Search code examples
pythonopencvimage-processingocrtesseract

How can i extract numbers colored green in image using Python


There will be a picture, in the picture there are 3 numbers of indefinite length. The correct one is colored green. I want to print the green colored number.

example image
example image

my code

  img = cv2.imread("image.png")
  img = cv2.cvtColor(img, cv2.COLOR_BGR2GRAY)

  img = cv2.bitwise_not(img)
  _, binary = cv2.threshold(img, 0, 255, cv2.THRESH_BINARY)
  txt = pytesseract.image_to_string(binary, config="--oem 3 --psm 4")
  print(txt)

Solution

  • When you import the image with cv2.COLOR_BGR2GRAY, you are telling it to delete all color information, and convert to grayscale.

    This code gets the image you posted, and converts to RGB with cv2.COLOR_BGR2RGB

    The image is an array with format image[row, column, [red,green,blue] ]

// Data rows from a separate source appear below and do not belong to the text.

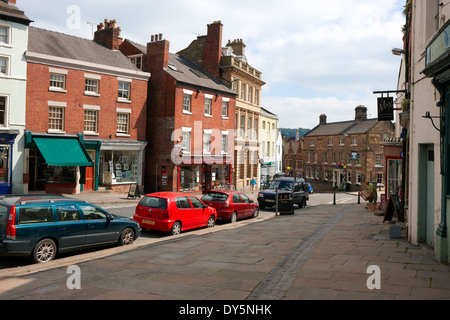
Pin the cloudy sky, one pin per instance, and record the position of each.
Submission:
(316, 57)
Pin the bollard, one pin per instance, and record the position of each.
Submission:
(276, 201)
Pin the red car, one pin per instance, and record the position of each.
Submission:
(231, 205)
(173, 212)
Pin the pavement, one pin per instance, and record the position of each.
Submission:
(323, 252)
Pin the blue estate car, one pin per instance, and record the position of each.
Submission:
(42, 226)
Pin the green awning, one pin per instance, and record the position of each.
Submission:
(63, 151)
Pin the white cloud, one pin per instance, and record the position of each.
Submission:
(316, 57)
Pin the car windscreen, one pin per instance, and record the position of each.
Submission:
(3, 213)
(282, 185)
(154, 202)
(215, 196)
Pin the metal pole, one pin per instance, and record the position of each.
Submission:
(276, 200)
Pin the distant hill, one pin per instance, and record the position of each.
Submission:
(293, 132)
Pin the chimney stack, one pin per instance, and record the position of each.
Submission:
(238, 47)
(108, 34)
(212, 52)
(361, 113)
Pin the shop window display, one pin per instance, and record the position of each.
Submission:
(119, 167)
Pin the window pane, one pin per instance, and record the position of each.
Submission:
(56, 119)
(58, 81)
(3, 65)
(90, 121)
(123, 123)
(4, 35)
(91, 85)
(2, 111)
(124, 90)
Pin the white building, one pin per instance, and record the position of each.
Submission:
(427, 54)
(268, 142)
(13, 75)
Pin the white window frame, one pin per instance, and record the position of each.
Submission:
(121, 111)
(58, 72)
(186, 140)
(8, 36)
(187, 97)
(225, 108)
(57, 105)
(92, 77)
(7, 60)
(119, 90)
(134, 59)
(95, 109)
(207, 138)
(6, 125)
(208, 105)
(224, 142)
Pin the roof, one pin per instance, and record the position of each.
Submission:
(184, 70)
(189, 73)
(61, 45)
(341, 128)
(10, 12)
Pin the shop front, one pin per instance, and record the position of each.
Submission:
(120, 164)
(7, 141)
(56, 164)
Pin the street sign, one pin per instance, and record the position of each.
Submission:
(386, 109)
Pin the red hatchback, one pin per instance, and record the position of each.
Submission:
(173, 212)
(231, 205)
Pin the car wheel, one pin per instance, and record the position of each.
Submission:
(211, 222)
(302, 204)
(176, 229)
(44, 251)
(127, 237)
(233, 217)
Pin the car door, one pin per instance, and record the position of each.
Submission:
(238, 205)
(247, 207)
(184, 212)
(71, 227)
(199, 212)
(100, 227)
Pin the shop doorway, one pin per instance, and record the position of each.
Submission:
(90, 173)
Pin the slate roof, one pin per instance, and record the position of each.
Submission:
(70, 47)
(188, 72)
(341, 128)
(10, 12)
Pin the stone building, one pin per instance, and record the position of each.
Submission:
(344, 155)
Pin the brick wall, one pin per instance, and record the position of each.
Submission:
(38, 96)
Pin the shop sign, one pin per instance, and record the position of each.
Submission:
(438, 46)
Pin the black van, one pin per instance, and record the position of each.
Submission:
(290, 191)
(43, 226)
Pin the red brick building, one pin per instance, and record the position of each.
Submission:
(344, 155)
(190, 117)
(87, 102)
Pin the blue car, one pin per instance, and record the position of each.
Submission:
(43, 226)
(310, 188)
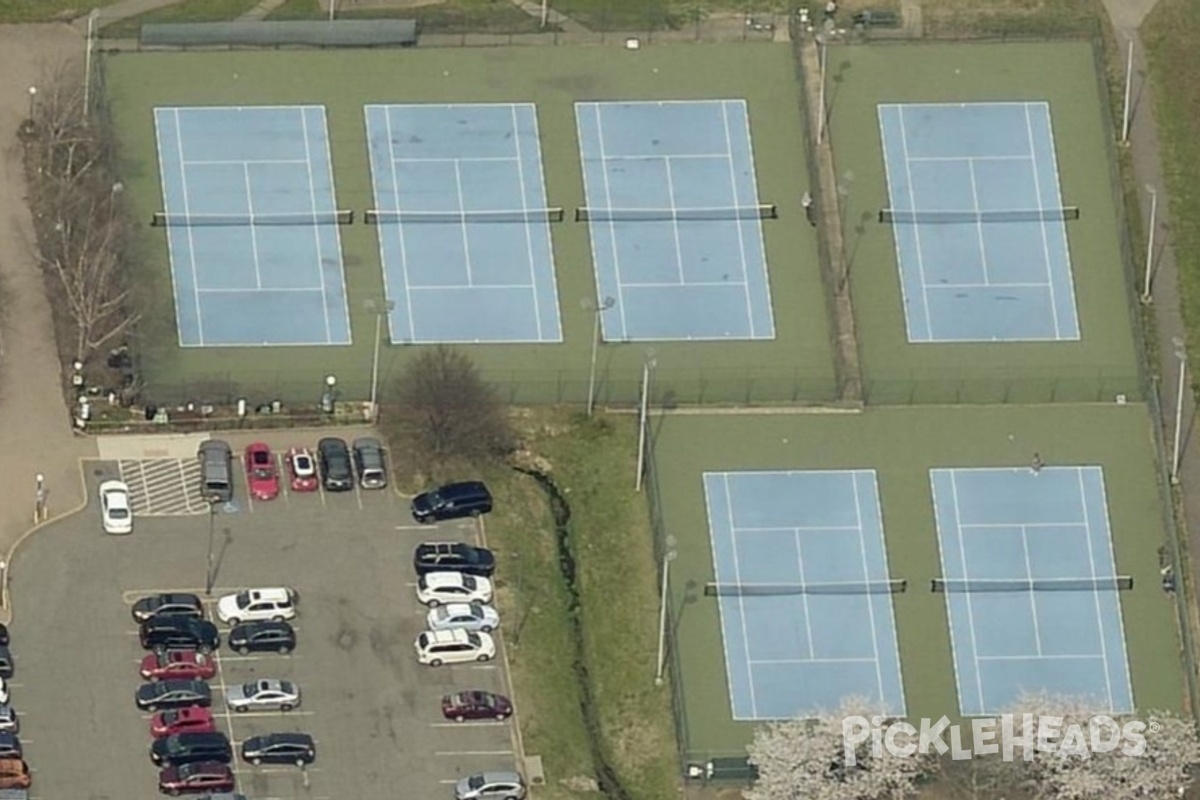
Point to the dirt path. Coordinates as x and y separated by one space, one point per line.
35 432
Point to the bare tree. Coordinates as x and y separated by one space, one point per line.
1093 755
810 759
442 409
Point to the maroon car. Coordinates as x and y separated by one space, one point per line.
190 720
186 665
475 704
202 776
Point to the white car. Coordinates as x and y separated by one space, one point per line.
263 696
114 507
255 605
437 648
441 588
469 617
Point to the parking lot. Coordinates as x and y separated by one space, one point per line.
373 711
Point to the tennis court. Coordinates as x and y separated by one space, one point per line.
675 220
979 222
463 223
1031 587
803 590
251 220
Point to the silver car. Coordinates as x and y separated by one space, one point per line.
263 696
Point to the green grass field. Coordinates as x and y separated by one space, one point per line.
797 364
903 445
1097 367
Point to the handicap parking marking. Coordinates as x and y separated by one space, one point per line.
163 487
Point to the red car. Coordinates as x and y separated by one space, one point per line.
190 720
303 468
475 704
187 665
203 776
261 471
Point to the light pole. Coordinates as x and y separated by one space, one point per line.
1150 242
379 310
1181 353
605 305
670 555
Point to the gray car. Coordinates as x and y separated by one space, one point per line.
263 696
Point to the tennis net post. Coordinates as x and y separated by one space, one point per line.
955 585
829 588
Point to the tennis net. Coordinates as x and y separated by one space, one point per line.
677 215
899 216
528 216
832 588
1113 583
163 220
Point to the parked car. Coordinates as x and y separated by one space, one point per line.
475 704
185 665
437 648
303 469
276 603
191 747
491 786
115 511
454 557
468 617
370 463
261 637
439 588
263 696
335 464
262 474
179 633
172 603
202 776
193 719
297 749
451 501
173 695
216 470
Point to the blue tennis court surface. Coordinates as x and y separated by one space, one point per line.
239 283
797 654
675 278
460 263
996 266
1015 524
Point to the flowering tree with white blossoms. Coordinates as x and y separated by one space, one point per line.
808 759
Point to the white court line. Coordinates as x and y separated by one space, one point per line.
1042 227
978 210
675 224
318 245
870 601
191 240
916 230
612 230
1033 599
739 223
963 554
528 228
1099 612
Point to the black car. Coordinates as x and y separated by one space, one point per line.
191 747
451 501
454 557
179 633
173 695
336 474
263 636
172 603
297 749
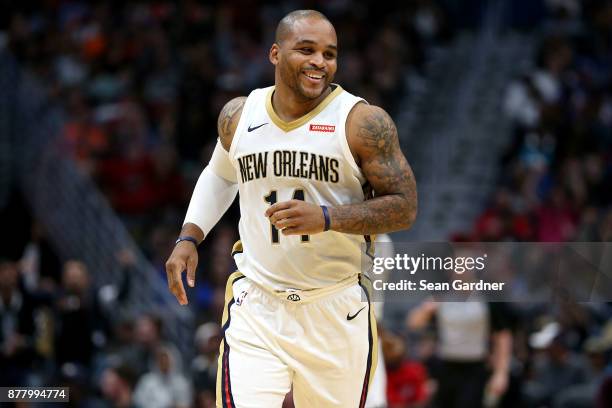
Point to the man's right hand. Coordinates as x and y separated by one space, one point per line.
183 257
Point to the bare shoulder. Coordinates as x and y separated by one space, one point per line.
371 131
228 120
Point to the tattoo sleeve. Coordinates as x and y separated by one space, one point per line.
228 120
375 142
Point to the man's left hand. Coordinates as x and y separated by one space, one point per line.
296 217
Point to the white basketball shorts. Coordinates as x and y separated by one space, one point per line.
323 343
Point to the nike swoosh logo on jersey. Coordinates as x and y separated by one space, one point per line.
250 129
349 317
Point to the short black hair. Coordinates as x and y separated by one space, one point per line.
284 26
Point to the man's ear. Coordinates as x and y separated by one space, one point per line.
273 55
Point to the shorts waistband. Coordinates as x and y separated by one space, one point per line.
310 295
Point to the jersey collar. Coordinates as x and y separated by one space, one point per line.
294 124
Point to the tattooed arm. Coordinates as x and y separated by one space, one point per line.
228 120
373 140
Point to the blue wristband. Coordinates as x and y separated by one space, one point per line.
326 216
190 239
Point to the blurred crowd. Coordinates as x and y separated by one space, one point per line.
141 85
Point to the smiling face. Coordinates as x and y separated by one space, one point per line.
305 58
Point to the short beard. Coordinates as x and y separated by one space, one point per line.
294 84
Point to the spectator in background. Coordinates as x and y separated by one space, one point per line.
204 365
82 328
148 339
17 329
407 381
164 386
555 367
117 386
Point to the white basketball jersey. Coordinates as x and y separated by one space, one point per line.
305 159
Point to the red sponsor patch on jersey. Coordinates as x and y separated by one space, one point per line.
322 128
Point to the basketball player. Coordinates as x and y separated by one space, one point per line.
303 154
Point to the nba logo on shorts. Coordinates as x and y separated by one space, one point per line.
241 297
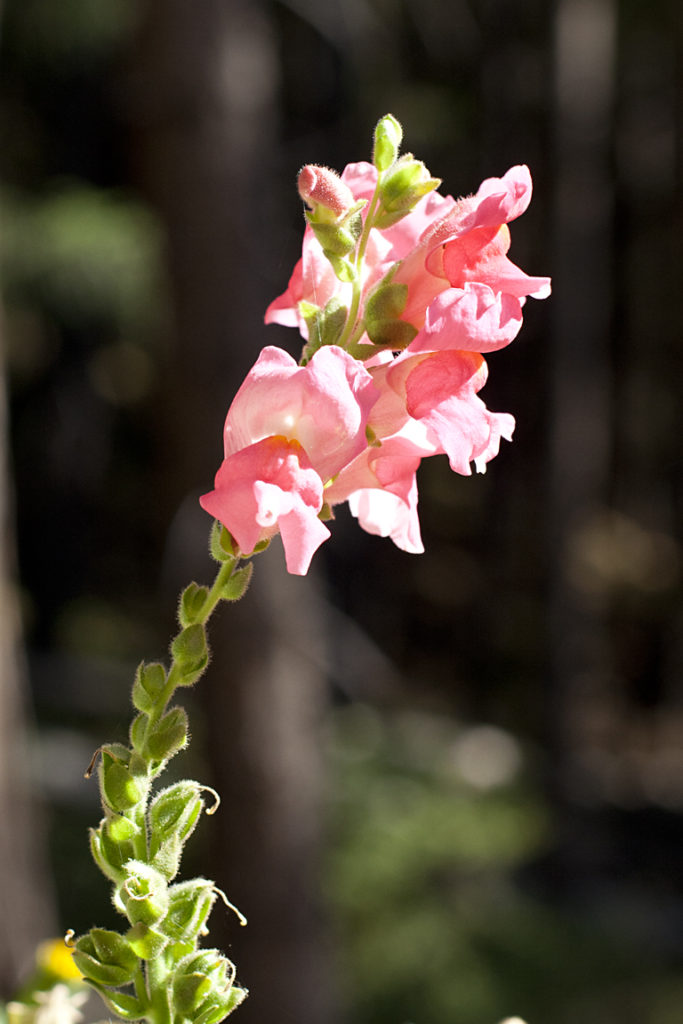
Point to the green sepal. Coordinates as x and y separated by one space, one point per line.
236 585
188 909
121 829
190 654
334 239
325 326
167 857
127 1007
146 942
344 270
202 986
169 734
148 685
235 997
392 334
222 545
144 893
386 301
114 871
388 136
406 184
120 787
105 957
138 732
191 604
174 812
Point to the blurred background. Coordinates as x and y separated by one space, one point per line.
453 783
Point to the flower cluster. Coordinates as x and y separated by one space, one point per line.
398 292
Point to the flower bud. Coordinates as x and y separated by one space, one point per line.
203 987
121 787
236 585
402 188
388 136
193 600
174 811
222 546
148 685
105 957
169 735
324 192
146 942
188 909
144 893
127 1007
101 854
189 653
382 315
325 326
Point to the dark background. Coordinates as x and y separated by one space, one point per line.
452 782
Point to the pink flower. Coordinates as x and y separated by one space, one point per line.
384 514
321 186
313 280
381 487
461 259
323 406
432 398
265 487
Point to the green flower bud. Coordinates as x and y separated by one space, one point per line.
388 136
148 685
236 586
190 654
138 732
174 811
392 334
344 270
105 957
222 546
144 893
146 942
121 829
383 308
325 326
124 1006
193 600
167 857
121 787
188 909
336 240
402 188
169 735
386 301
101 854
203 987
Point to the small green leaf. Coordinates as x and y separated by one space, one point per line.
236 586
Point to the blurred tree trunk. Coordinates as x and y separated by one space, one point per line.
203 109
26 905
581 428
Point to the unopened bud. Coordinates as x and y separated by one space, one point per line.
145 942
121 788
148 685
189 653
104 956
318 186
144 893
188 909
169 735
203 988
388 136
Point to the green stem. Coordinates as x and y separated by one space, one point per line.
212 600
350 328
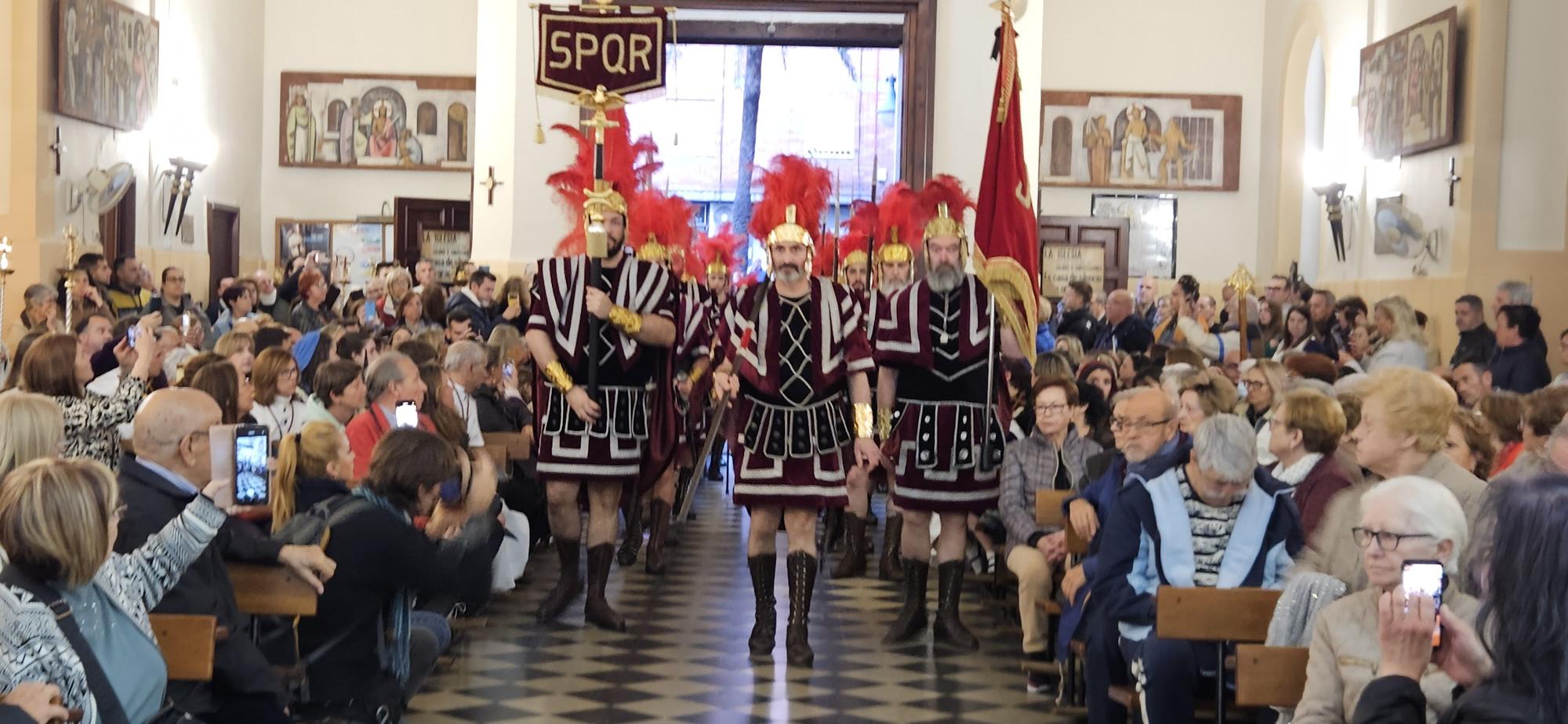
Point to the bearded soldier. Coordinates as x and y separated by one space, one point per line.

    Now you can extract the green color, and OCR it with Tesseract (you have to had Tesseract installed, and also the Python library pytesseract)

    import numpy as np
    import cv2
    import matplotlib.pyplot as plt
    
    
    def downloadImage(URL):
        """Downloads the image on the URL, and convers to cv2 BGR format"""
        from io import BytesIO
        from PIL import Image as PIL_Image
        import requests
    
        response = requests.get(URL)
        image = PIL_Image.open(BytesIO(response.content))
        return cv2.cvtColor(np.array(image), cv2.COLOR_BGR2RGB)
    
    
    URL = "https://i.sstatic.net/tYTZ8.png"
    
    # Read image
    colorImage = downloadImage(URL)
    
    RED, GREEN, BLUE = 0, 1, 2
    # Filter image with much of GREEN, and little of RED and BLUE
    greenImage = (
          (colorImage[:, :, RED] < 50)
        & (colorImage[:, :, GREEN] > 100)
        & (colorImage[:, :, BLUE] < 50)
    )
    
    plt.imshow(greenImage)
    plt.show()
    
    import pytesseract as pt
    
    txt = pt.image_to_string(greenImage, config="--oem 3 --psm 4")
    print(txt)
    >>>107018
    

    green filtered